MySQL MariaDB

Using LAG Function in MySQL

MySQL version 8.0 introduced the MySQL window functions, allowing you to perform queries in an easier and organized method. Thereby, increasing the processing and performance. Such functions include: RANK(), ROW_RANK(), LAST_VALUE(), and many more.

In this tutorial, we shall focus on using one of the MySQL functions: LAG(). It is a window function that allows you to access and fetch the value of previous rows from the current row within the same result set.

Basic Syntax

The general syntax for using MySQL LAG() function is:

LAG(Expression, OffSetValue, DefaultVar) OVER (
    PARTITION BY [Expression]
    ORDER BY Expression [ASC|DESC]
);

Let us take a moment to explain some of the parameters in the LAG() function syntax.

They are as follows:

Expression: This is the value returned by the function from the row that leads the current row by the offset value specified.

OffSetValue: This value represents the number of rows preceding the current row from which to get the value. This value must be a 0 or a value higher than 0.

NOTE: The value of 0 represents the current row.

DefaultVar: This value is returned as the default value by the function if no preceding row exists. If the default value is undefined in the function parameter and no preceding row exists, the function returns a NULL value.

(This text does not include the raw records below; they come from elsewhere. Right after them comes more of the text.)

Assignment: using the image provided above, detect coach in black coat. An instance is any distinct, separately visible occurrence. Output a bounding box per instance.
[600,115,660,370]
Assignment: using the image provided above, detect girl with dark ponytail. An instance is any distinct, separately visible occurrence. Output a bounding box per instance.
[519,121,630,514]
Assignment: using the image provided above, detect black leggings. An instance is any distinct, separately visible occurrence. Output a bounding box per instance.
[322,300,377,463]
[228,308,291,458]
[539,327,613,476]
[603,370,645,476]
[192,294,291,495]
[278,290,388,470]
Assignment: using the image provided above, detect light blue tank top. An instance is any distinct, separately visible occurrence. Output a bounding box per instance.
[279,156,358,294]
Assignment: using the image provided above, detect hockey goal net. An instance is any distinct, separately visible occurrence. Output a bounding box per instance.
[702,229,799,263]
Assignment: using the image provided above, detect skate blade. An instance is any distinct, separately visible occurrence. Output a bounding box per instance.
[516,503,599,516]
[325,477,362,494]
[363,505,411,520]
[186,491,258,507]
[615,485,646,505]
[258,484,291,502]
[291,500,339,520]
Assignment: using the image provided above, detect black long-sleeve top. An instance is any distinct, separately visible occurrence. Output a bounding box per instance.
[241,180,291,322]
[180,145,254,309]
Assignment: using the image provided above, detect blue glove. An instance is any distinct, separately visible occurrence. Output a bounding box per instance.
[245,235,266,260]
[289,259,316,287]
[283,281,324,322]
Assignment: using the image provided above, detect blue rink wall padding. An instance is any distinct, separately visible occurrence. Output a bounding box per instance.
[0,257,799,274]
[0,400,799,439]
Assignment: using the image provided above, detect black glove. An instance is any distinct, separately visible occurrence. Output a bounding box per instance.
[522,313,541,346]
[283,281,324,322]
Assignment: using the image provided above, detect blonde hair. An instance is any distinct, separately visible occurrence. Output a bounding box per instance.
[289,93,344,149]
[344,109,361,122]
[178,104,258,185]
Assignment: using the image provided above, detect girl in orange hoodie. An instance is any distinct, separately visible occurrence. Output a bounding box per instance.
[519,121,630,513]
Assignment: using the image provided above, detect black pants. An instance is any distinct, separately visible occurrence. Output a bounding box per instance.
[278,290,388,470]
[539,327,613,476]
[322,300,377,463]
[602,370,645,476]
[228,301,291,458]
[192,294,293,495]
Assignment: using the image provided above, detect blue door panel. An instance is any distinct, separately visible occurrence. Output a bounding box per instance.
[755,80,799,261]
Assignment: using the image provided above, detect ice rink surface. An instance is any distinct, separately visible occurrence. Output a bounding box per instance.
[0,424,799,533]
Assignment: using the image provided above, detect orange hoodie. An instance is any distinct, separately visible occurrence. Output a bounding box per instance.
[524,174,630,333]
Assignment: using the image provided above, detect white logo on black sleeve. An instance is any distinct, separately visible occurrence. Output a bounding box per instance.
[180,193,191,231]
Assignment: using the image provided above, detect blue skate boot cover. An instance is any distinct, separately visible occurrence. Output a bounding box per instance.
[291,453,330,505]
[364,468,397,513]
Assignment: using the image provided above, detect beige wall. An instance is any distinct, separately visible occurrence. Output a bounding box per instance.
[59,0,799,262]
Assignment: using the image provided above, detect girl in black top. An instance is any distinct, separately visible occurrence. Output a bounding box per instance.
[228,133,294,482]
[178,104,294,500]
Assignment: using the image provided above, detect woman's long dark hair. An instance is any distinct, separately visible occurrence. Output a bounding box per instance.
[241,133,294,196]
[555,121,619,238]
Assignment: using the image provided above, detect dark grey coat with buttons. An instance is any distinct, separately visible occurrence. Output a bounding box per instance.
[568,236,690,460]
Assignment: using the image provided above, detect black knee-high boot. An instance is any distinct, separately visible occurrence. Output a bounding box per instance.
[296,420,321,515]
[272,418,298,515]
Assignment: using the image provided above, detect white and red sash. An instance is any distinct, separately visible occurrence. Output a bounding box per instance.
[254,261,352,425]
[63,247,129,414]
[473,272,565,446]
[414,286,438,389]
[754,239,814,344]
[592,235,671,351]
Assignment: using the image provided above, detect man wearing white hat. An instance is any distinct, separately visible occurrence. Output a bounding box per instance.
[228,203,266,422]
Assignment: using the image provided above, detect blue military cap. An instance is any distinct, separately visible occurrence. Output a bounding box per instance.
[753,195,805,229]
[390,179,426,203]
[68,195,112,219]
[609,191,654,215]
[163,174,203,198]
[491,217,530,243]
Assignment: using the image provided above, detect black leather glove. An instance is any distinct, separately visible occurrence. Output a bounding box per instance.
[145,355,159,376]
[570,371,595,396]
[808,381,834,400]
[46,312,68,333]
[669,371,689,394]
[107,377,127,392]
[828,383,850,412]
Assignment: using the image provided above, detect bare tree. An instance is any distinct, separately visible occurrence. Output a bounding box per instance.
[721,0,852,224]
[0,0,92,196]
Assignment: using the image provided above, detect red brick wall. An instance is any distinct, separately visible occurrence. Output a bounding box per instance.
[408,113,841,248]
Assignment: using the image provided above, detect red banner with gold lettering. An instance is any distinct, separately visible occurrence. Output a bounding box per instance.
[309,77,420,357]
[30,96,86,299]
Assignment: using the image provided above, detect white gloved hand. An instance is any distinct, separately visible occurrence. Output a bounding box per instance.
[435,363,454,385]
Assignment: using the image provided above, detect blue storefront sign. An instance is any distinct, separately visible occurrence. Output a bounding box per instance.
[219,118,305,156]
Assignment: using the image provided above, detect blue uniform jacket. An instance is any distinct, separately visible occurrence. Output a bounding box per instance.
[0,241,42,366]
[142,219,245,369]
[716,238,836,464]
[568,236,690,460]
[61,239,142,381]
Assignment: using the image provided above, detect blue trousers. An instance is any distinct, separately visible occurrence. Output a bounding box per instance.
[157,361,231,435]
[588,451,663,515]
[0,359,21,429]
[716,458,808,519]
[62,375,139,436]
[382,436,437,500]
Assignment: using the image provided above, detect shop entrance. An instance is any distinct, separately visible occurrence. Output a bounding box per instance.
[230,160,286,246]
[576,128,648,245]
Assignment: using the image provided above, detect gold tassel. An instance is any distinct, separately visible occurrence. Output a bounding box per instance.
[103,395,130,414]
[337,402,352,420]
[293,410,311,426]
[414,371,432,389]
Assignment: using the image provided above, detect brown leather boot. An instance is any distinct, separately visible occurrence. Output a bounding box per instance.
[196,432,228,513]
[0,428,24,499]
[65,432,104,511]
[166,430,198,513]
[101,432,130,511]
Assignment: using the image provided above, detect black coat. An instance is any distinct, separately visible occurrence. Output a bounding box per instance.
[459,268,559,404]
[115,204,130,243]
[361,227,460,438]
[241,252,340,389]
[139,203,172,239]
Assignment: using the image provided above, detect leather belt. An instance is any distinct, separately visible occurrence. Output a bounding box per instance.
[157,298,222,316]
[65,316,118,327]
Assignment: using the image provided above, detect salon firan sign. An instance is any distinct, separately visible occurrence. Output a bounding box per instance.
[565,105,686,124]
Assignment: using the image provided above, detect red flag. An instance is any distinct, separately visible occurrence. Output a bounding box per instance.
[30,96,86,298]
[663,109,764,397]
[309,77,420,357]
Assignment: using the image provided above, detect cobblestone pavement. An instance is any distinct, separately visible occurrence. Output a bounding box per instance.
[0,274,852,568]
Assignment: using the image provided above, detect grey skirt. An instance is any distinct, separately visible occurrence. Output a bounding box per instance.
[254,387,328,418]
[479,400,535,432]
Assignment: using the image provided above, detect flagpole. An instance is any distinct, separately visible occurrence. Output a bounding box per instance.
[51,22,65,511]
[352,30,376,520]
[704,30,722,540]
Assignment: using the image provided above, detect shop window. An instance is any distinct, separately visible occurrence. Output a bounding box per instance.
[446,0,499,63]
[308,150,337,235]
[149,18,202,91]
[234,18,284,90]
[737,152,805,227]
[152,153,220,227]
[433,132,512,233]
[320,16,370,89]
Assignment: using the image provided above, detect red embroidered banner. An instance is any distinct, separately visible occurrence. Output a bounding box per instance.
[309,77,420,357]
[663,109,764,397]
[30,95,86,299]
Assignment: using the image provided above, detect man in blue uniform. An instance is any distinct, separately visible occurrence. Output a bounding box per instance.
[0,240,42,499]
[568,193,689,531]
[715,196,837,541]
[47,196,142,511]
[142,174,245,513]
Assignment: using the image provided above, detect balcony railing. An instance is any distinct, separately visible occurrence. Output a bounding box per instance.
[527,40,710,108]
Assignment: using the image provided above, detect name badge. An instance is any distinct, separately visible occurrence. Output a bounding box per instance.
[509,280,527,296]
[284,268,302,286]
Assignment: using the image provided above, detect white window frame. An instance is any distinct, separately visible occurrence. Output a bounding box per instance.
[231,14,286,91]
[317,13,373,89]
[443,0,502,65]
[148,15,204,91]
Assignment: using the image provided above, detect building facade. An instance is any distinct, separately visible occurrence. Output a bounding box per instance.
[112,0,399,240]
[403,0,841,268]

PARTITION BY: The PARTITION BY clause divides the rows in a logical partition set. The LAG function is then applied to the divided partitions.

ORDER BY: As usual, this value specifies the order of the rows in the available partitions.

Example Use Cases

Let us look at example use cases of the LAG() function to understand how it works. Start by creating a sample database called sample_db;

DROP DATABASE IF EXISTS sample_database;
CREATE DATABASE sample_database;
USE sample_database;
DROP TABLE IF EXISTS users;
CREATE TABLE users
(
    id          INT PRIMARY KEY AUTO_INCREMENT,
    name        VARCHAR(255),
    Score       INT,
    Enroll_Date DATE
);
INSERT INTO users(id, name, score, enroll_date)
VALUES (1, "Alexandra", 99, '2021-01-10'),
       (2, "Jacob", 81, '2021-05-20'),
       (3, "Leonard", 67, '2020-01-02'),
       (4, "Peter", 88, '2021-03-03'),
       (5, "Amy", 100, '2021-05-05');
 
SELECT * FROM users;

Now that we have a sample database to work with, we can proceed and illustrate how to work with the MySQL LAG function.

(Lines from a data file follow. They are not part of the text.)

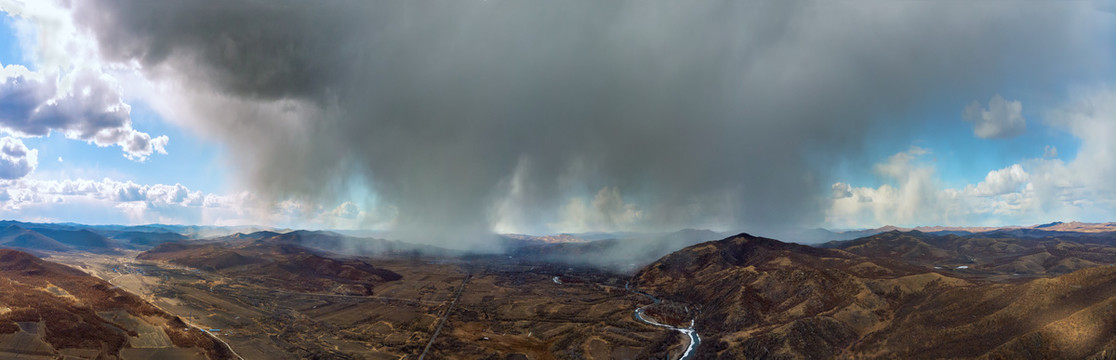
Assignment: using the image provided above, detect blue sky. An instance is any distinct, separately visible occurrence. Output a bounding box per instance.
[0,1,1116,237]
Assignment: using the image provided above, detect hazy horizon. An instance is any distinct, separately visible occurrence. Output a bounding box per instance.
[0,0,1116,250]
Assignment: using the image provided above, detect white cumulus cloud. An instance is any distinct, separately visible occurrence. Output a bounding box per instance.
[0,136,39,179]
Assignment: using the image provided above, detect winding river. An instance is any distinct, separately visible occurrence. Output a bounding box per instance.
[633,291,701,360]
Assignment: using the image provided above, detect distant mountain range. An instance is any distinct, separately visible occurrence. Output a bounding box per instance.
[766,222,1116,244]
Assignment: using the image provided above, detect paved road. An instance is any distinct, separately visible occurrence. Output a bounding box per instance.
[419,274,470,360]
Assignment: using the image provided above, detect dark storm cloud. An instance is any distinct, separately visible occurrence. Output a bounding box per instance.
[74,0,1106,246]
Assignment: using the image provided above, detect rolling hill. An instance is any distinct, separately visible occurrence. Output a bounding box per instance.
[635,234,1116,359]
[0,250,232,359]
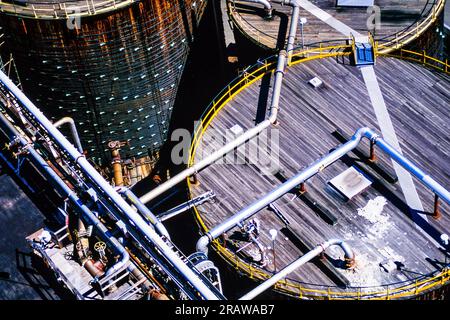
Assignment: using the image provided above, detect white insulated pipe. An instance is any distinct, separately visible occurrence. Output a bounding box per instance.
[118,188,170,239]
[140,5,300,204]
[0,71,219,300]
[53,117,83,153]
[239,239,355,300]
[0,113,130,276]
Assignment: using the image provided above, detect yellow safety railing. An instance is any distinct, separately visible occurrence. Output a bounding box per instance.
[228,0,446,53]
[0,0,137,19]
[378,0,446,53]
[187,44,450,300]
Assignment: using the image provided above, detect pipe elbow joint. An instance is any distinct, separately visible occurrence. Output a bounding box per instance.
[195,234,210,256]
[339,241,356,269]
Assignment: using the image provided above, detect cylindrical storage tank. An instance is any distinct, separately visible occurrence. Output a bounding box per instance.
[0,0,207,164]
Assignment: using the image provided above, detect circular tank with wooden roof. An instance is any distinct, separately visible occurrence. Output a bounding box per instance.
[188,44,450,299]
[227,0,445,51]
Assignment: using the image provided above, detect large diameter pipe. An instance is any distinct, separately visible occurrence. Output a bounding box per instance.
[119,188,170,239]
[375,139,450,203]
[140,2,300,204]
[0,113,129,275]
[0,71,219,300]
[53,117,83,153]
[239,239,355,300]
[243,0,272,18]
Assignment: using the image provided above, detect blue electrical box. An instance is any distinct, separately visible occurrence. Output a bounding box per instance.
[354,43,375,66]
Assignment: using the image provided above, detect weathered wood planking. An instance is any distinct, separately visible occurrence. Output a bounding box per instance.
[192,58,450,292]
[230,0,428,48]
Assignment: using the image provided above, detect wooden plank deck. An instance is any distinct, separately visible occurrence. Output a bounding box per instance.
[192,58,450,292]
[229,0,428,49]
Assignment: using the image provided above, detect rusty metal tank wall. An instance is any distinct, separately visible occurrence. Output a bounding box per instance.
[0,0,207,163]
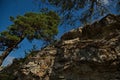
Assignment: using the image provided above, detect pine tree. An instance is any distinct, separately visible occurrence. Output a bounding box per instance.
[0,11,60,65]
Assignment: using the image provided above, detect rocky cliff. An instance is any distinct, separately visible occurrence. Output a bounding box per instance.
[0,14,120,80]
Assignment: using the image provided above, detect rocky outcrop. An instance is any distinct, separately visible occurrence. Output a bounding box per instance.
[0,15,120,80]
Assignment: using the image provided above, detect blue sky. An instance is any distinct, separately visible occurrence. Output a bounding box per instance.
[0,0,76,65]
[0,0,118,65]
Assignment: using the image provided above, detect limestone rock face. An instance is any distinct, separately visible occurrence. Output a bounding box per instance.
[0,15,120,80]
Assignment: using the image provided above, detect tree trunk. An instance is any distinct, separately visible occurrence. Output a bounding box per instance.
[0,38,24,66]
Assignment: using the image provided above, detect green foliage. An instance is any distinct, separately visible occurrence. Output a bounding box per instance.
[0,11,60,65]
[38,0,120,25]
[10,11,60,40]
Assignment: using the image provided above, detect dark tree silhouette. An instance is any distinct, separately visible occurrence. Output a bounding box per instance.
[0,11,60,65]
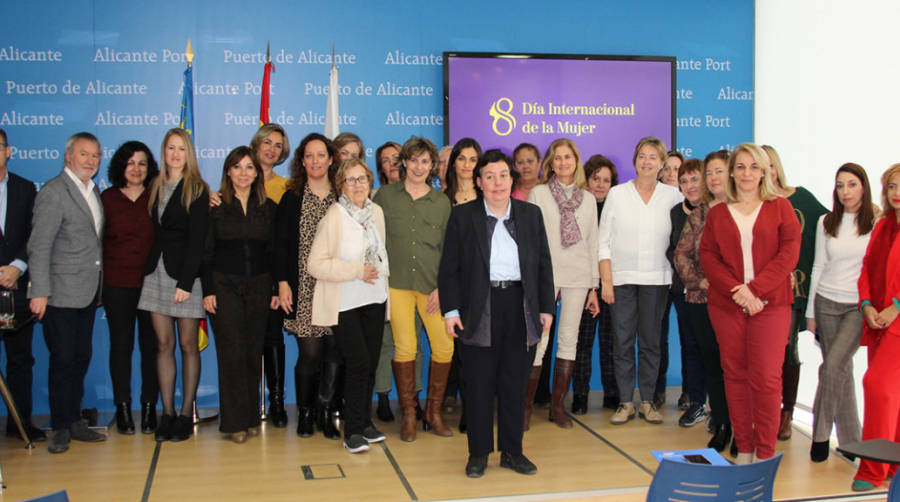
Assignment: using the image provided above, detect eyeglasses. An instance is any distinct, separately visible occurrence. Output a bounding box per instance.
[344,175,369,187]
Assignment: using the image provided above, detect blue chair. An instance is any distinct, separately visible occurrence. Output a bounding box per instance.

Example 1: Lag Function with No Default Value
Consider the example below that applies the Lag function on the Enroll_Date with an offset value of 1.

SELECT *, LAG(Enroll_Date, 1) OVER ( ORDER BY id ASC) as previous_date FROM sample_database.users;

Once we execute the above query, we get a new column previous_date that holds the previous value of the row as specified with an offset value of 1. Since there is no previous value in the first row, the value is null.

NOTE: You can specify the default value if a row does not have a previous value.

The output is as shown below:

Example 2: Lag Function with Default Value
You can also specify a default value for a row where the previous value does not exist. In our example, we will set the default value in the current date.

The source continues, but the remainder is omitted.